Restando al Piemonte del caporalato, l’attivista Antonio Olivieri e il ricercatore Boris Pesce ci portano a Castelnuovo Scrivia, in provincia di Alessandria, dove il lavoro di raccolta nelle campagne è affidato da anni a lavoratori stagionali provenienti soprattutto dal Nord Africa. Nel loro libro “Schiavi mai” ci raccontano la storia della clamorosa rivolta bracciantile del 2012 quando quaranta braccianti marocchini si erano ribellati alle pesanti condizioni imposte da un terribile ingranaggio economico fondato sullo sfruttamento. Ma dopo 10 anni i braccianti  aspettano ancora che sia fatta giustizia.

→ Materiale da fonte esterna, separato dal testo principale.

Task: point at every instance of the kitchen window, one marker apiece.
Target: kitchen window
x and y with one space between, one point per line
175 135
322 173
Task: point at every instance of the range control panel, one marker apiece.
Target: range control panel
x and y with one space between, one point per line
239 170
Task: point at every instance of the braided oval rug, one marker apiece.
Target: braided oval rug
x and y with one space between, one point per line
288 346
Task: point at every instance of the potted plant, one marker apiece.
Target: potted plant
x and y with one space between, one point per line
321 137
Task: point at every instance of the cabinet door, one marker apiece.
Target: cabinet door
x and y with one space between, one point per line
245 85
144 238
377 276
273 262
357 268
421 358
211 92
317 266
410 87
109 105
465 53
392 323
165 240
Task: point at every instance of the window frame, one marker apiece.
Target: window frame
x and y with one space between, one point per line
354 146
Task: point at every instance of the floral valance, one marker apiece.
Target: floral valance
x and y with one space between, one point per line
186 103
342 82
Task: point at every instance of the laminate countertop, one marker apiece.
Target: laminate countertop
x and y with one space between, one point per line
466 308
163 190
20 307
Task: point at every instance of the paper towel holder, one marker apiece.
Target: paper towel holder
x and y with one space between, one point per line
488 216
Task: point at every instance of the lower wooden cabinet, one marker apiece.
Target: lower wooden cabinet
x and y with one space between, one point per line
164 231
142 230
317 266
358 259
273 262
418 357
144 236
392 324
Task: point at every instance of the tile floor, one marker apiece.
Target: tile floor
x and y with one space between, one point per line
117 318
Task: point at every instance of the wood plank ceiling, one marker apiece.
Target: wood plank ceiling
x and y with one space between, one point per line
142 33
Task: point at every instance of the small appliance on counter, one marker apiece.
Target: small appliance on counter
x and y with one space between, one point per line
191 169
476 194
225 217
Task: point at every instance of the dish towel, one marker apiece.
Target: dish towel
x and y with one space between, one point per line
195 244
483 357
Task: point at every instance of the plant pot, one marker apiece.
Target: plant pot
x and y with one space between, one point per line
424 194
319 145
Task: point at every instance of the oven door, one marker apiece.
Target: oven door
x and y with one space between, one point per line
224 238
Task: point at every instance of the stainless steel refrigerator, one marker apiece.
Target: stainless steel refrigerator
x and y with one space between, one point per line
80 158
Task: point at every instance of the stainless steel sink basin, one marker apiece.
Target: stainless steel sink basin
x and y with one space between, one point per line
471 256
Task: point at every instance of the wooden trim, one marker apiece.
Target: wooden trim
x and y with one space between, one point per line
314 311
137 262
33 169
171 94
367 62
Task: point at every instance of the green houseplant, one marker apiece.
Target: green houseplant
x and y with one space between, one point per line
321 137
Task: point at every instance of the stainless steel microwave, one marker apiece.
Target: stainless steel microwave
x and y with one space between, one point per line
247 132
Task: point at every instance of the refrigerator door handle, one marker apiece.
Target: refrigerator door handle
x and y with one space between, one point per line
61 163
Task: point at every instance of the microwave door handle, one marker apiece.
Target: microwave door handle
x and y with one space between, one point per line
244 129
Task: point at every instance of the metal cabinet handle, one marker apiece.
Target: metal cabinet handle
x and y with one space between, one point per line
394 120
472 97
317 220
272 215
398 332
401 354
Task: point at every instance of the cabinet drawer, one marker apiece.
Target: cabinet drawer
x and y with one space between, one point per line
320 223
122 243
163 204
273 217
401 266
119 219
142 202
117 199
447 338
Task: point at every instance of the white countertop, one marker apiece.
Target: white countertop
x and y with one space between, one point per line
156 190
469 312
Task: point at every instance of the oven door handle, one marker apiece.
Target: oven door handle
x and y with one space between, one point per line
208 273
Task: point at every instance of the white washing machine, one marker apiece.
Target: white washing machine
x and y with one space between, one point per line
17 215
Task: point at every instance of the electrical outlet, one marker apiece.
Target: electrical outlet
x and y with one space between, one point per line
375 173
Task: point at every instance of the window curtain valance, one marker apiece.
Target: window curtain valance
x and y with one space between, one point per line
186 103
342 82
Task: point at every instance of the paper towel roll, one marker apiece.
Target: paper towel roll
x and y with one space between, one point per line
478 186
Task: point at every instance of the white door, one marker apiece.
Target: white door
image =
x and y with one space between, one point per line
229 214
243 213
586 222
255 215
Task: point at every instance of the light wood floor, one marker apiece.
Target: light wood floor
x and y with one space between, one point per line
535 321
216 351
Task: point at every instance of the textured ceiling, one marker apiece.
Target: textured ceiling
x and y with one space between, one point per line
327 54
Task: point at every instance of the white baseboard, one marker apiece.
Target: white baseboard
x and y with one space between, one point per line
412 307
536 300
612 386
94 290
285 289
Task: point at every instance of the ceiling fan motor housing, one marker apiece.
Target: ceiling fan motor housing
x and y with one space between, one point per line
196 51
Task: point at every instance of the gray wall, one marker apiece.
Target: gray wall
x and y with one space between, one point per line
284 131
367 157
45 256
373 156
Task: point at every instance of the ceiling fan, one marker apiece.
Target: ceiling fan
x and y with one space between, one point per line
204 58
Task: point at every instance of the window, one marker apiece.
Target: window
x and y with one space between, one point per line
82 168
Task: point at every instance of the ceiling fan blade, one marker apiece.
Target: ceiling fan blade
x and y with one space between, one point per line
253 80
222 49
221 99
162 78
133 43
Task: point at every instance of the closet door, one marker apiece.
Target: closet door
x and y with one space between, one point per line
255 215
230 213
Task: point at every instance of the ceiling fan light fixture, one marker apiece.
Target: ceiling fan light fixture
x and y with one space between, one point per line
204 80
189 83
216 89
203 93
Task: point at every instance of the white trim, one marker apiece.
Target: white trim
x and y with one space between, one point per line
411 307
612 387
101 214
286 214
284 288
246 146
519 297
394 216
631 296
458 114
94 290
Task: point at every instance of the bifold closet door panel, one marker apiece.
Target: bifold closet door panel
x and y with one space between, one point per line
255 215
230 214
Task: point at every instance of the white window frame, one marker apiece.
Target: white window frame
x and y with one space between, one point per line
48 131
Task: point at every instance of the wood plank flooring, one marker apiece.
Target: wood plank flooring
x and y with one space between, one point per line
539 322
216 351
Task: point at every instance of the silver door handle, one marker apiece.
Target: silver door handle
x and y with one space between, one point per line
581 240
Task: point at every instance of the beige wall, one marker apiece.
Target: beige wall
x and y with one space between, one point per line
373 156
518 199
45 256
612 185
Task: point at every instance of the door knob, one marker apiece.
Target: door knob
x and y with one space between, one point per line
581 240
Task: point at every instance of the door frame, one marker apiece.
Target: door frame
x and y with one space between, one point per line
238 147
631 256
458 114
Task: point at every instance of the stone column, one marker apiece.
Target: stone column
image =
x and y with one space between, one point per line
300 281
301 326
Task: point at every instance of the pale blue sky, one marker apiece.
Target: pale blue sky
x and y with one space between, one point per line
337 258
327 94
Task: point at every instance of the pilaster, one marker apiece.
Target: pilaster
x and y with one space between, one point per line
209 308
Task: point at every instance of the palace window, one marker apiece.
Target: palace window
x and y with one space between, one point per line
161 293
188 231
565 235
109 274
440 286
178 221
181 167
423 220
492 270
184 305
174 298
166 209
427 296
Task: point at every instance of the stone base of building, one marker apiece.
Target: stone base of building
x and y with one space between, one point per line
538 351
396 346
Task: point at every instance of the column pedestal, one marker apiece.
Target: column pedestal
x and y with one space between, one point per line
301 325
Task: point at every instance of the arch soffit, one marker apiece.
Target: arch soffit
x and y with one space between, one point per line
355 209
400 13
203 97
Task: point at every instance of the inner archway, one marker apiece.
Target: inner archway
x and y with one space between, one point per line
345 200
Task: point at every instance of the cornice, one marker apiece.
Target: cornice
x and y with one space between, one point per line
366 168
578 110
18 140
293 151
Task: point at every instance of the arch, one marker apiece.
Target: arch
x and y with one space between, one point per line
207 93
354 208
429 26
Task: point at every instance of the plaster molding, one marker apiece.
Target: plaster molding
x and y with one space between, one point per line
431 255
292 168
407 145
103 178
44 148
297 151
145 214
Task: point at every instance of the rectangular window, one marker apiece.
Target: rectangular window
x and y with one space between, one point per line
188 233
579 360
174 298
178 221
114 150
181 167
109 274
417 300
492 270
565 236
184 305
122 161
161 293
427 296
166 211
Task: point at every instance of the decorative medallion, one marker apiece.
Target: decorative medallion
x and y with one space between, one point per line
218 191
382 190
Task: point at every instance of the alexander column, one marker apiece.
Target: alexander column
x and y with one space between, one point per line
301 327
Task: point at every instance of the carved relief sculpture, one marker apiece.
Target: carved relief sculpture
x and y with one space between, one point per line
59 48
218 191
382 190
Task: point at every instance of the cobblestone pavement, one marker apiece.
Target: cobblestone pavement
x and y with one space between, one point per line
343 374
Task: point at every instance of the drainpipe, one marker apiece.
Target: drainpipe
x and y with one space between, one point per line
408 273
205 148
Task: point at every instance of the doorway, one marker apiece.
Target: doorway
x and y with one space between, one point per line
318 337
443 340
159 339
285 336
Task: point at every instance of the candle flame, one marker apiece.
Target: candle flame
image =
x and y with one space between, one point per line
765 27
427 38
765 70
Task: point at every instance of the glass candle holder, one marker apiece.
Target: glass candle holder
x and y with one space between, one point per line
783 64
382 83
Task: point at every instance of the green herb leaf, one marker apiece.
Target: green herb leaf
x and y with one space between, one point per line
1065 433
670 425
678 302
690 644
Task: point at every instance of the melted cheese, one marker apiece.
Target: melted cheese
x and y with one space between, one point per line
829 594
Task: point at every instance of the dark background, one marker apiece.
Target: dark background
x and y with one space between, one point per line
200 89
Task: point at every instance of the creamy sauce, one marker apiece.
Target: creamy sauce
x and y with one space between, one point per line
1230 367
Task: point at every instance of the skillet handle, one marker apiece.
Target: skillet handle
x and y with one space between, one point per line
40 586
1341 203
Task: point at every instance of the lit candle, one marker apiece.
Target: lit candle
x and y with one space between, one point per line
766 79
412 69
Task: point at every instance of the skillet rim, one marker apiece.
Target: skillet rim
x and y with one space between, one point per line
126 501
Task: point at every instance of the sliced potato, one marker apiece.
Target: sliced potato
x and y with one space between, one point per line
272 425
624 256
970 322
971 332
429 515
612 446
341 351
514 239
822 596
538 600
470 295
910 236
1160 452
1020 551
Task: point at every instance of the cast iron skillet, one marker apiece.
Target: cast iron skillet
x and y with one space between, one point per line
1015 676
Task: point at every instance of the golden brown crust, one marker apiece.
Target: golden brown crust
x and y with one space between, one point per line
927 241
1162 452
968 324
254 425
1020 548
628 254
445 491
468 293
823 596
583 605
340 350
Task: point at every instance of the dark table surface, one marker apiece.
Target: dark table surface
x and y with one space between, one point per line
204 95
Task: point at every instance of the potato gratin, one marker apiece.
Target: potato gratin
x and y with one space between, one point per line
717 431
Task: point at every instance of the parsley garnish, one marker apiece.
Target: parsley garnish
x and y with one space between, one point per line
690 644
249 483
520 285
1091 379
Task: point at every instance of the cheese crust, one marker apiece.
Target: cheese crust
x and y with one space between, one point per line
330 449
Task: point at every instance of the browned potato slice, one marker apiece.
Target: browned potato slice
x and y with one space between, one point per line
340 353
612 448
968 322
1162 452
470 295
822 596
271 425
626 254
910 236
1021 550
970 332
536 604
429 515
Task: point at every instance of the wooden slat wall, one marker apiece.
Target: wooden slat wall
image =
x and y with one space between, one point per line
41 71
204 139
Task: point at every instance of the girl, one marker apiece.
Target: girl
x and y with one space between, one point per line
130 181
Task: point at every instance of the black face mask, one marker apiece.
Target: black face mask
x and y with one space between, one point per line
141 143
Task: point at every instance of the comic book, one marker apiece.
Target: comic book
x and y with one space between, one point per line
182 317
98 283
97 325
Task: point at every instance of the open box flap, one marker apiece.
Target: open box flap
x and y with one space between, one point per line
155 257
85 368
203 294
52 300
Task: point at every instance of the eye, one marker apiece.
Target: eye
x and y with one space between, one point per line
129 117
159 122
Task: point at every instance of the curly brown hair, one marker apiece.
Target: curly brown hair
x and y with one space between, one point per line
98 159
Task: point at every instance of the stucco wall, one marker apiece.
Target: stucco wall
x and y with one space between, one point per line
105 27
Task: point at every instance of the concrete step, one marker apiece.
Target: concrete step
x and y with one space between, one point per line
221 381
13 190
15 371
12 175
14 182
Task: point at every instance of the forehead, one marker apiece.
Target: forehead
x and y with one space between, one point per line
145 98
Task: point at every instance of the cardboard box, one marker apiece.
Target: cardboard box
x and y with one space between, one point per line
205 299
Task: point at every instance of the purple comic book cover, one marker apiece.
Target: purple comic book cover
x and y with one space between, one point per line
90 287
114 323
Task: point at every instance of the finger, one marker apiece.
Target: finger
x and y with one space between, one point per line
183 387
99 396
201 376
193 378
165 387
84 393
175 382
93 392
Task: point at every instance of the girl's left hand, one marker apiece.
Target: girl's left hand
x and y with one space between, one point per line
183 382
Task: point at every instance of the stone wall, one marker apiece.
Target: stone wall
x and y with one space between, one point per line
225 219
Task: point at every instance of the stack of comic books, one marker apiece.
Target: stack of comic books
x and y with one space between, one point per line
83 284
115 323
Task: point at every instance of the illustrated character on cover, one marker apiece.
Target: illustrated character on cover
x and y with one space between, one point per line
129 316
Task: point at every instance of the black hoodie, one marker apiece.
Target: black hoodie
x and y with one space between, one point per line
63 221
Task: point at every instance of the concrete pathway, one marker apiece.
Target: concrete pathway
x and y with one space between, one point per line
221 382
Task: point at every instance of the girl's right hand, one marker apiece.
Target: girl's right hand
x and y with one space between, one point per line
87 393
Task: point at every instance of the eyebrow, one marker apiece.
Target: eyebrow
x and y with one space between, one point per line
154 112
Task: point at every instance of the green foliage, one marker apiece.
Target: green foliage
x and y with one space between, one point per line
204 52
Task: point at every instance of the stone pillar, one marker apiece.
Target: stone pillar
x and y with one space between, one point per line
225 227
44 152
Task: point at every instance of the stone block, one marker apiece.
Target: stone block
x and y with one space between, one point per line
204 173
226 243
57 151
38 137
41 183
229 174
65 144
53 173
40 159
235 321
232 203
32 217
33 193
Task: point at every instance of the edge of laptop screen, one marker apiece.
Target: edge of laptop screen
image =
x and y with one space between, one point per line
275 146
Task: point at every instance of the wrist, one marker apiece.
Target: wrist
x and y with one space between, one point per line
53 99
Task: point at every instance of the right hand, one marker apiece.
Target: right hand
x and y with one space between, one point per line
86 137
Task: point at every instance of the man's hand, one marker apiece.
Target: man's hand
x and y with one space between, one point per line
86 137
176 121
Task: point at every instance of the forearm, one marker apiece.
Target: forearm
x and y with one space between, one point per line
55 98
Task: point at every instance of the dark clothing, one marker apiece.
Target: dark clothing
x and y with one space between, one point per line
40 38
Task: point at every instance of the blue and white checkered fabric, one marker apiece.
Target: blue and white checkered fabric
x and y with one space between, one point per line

Natalie Sclippa, giornalista de la vialibera moderatrice dell’incontro, ha chiuso i lavori presentando brevemente la sua inchiesta sulla mafia dei pascoli in Abruzzo. Organizzazioni mafiose, imprenditori e colletti bianchi truffano l’Unione Europea per milioni di euro e a farne le spese sono l’ambiente e i piccoli pastori.

Il terzo e ultimo incontro del corso dal titolo “Ecomafie e crimini d’impresa”, basato sull’articolo 9 della Costituzione, si terrà il 20 novembre nella stessa sede.